Am Wochenende wirkt der UNO-Palast in Genf verlassen und fast bedrückend, als Zeichen der finanziellen Krise, die die Vereinten Nationen durchleben. Dagegen findet gegenüber, am Sitz des Internationalen Komitees vom Roten Kreuz (IKRK), das «Young Humanitarian Summit» (YHS) statt. Hier versammeln sich junge Menschen aus aller Welt, um über das humanitäre Völkerrecht zu diskutieren und Wege zu finden, wie sie diese Werte auch in Zeiten großer Herausforderungen leben können.
Kay von Mérey, eine 29-jährige Schweizerin mit Erfahrung als Freiwillige beim Österreichischen Roten Kreuz und in einem Krankenhaus in Ecuador, ist maßgeblich an der Organisation dieses Treffens beteiligt. Mit ihrer Bachelor-Arbeit über die Internationale Rotkreuz- und Rothalbmond-Bewegung und ihrer Tätigkeit im Fundraising-Team des IKRK gründete sie zusammen mit anderen den Verein «Circle of Young Humanitarians» (CYH), der den jährlichen YHS, nun erstmals in Genf, organisiert.
Für Kay von Mérey war es ein bewusster Entscheid, das Gipfeltreffen nach Genf zu bringen, gerade angesichts der Angriffe auf die Genfer Konventionen und institutionelle Strukturen. «Wir möchten uns mit jenen solidarisieren, die für unsere Werte kämpfen», erklärt sie.

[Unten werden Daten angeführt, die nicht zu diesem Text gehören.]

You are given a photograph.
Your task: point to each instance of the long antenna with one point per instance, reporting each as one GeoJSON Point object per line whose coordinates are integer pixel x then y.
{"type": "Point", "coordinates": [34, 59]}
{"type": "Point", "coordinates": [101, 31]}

Der politisch neutrale Verein CYH hat es sich zur Aufgabe gemacht, jungen Menschen das Völkerrecht näherzubringen und zu zeigen, wie humanitäre Prinzipien im Alltag angewendet werden können. Livia Gross, 26 Jahre alt und Projekt-Managerin des YHS, betont: «Es ist wichtig, dass die Relevanz der Genfer Konventionen auch heute noch vermittelt wird und dass diese Werte nicht nur in humanitären Organisationen gelebt werden müssen.»
«Wir möchten den Eindruck der Hilflosigkeit bei jungen Menschen entkräften und ihnen zeigen, wie sie einen Beitrag leisten können», sagt von Mérey. Auch sie fühlt sich manchmal niedergeschlagen durch die ständigen Nachrichten über Kriege und Gewalt. Doch entscheidend sei es, sich zu engagieren.
Der YHS, organisiert von einem Team von rund 70 Freiwilligen unter der Leitung von von Mérey, scheint genau den richtigen Nerv bei jungen Teilnehmern zu treffen. Nach drei Tagen intensiver Diskussionen und Workshops mit Experten aus verschiedenen Bereichen haben einige bereits konkrete Pläne für Praktika oder eigene Projekte.
Philipp Stettler (32), der Internationale Beziehungen studiert hat, nimmt zum vierten Mal teil. Er sagt: «Jedes Mal bin ich inspirierter: Die Geschichten und Entschlossenheit der Teilnehmer geben mir neuen Auftrieb.»
Clara Sofina, eine 29-jährige Italienerin, die mit dem European Solidarity Corps einen Freiwilligeneinsatz in Kolumbien absolvierte, sieht diese Treffen als Inspiration und beweist, dass ihre Generation mehr ist als nur Handy-Nutzung: «Wir besitzen einen starken Gemeinschaftssinn, sowohl online als auch offline.»